While many in Gen Z aren’t even sure how to write a check because they grew up in the age of debit cards and Venmo payments, checks are still a scam that can result in identity theft and incidents that defraud people out of their hard-earned money.
Check frauds are a little different than remote support scams or phishing emails. They’re a little more personal because they involve something tangible, a paper check that shows up in your mailbox.
The disruption and other activities related to the COVID-19 pandemic have provided scammers with new forms of attack and this includes sending fake stimulus checks.
As of January 2020, Americans have been scammed out of nearly $300 million through COVID-19 and stimulus payment fraud.
Take a beat before you rush to the bank when a check finally arrives. Unfortunately, in today’s scam-filled climate, you can’t just assume that a refund or stimulus check is legitimate.
How Do Fake Check Scams Work?
There are a few different ways that scammers perpetrate fraud using paper checks. Right now, there are a lot of government check scams going around because millions of people are expecting these checks, which makes it easier for scammers to get their fakes mistaken for the real thing.
Beyond government checks, there are a few other types of check frauds that people get taken in by any time of year. We’ll discuss both types beginning with the fake tax refund and stimulus check scams.
You might wonder? How can someone scam me out of money by giving me a check?
The fact is that as fast as banks currently process things, they can still be a few days behind in identifying that a check is fake. People usually assume a bank knows immediately and won’t even deposit a check if it’s not legitimate. But that’s not how it usually works. Banks may not know until 2-3 days after you deposit a check that it’s bogus (there are some really good fakes out there!), then once they discover it’s a fake, that money is deducted right out of your bank account.
How the scam works is that once you have deposited the check, the scammer will reach out to you and note that a mistake has been made and there was an overpayment to you on that check. You’ll be asked to return the money, typically by wiring it to a specific account.
If you received $5,500 and were told you were only supposed to receive $4,500, you may not think twice about returning the extra $1,000 that’s sitting in your bank account. But you are being scammed out of that thousand dollars, because as soon as the bank identifies the fraud, that $5,500 will be deducted.
How Can You Identify a Real Government Check?
There are a few different markers that can help you identify the real thing when it comes to a U.S. Treasury check:
- Treasury seal
- Bleeding ink
- Ultraviolet overprinting
See what each of those elements looks like here.
Other Types of Check Scams
Most check scams will work in the same way. You’re provided with a check and you deposit that check thinking it’s legitimate. Then you’ll be contacted by the scammer about an “overpayment” and will be asked to transfer your (very real) money to the scammer in the amount of that overpayment.

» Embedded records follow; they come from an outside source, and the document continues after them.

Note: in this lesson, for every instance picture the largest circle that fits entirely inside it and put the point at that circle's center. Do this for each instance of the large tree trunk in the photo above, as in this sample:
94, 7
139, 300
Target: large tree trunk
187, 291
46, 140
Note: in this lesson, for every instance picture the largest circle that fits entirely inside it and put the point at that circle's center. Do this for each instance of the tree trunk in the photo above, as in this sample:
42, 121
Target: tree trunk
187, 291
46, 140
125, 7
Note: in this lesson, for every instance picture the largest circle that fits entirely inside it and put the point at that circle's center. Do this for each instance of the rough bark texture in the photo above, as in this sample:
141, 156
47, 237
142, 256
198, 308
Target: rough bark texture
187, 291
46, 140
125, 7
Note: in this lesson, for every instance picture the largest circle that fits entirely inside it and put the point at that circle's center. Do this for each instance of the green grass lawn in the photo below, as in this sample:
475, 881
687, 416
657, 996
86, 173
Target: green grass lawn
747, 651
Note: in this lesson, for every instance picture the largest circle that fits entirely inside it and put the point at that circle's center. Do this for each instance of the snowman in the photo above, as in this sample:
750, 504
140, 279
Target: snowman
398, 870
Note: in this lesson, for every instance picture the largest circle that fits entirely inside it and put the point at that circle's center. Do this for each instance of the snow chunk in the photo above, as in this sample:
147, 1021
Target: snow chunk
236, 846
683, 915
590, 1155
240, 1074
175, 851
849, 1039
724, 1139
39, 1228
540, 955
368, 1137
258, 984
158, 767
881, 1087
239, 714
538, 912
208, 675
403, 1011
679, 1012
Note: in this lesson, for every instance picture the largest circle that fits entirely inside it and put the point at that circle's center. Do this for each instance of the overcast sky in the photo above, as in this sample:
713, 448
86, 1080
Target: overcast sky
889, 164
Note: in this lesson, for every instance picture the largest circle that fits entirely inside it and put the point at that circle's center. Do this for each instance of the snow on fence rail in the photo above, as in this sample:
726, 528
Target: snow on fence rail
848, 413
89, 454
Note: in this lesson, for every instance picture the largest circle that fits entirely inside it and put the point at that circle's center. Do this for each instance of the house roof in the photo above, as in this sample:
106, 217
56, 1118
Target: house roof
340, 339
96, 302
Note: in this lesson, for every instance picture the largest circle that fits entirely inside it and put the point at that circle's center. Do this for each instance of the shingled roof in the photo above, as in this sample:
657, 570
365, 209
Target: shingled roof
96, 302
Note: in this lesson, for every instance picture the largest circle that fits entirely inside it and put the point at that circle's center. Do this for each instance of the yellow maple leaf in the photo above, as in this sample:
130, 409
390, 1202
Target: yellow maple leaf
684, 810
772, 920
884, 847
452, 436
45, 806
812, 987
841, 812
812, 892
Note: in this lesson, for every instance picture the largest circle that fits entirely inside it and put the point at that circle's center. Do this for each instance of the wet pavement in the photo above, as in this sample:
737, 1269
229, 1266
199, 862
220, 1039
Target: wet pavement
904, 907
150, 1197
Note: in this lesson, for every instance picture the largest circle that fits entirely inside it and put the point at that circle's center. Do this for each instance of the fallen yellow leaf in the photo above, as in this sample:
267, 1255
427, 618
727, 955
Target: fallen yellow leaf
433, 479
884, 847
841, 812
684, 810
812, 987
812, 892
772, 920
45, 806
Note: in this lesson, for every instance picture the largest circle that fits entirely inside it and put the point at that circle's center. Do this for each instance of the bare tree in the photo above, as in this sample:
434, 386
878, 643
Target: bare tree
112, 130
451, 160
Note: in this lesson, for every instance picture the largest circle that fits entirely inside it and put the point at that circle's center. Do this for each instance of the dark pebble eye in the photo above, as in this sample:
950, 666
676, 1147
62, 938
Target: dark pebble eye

Then, the bank discovers the check is a fraud and deducts those funds from your account.
Here are a couple of ways that this scenario can play out.
The Unknown Shipping Company Scam
Someone contacts you wanting to order your products and asks to use their own shipping company to ship their goods. This usually involves something that will cost $1,000 or more to ship, such as an overseas shipment of a pallet of items.
They’re placing a nice size order, so you don’t see any reason not to ship through their company.
They ask that you invoice them for the shipping along with the product, and they’ll pay you for both, but YOU will be paying the shipper directly. The shipper turns out to be a scam and the payment the “buyer” gives you is a scam too.
The Fake Roommate Scam
For kids going off to college or people looking for a roommate, a common scam is for a seemingly great roommate to agree to share the deposit and first month’s rent payment on a new apartment.
They send you a check for the whole thing “by accident” and ask you to wire them the balance (i.e. your half). Again, both the check and the roommate are fakes.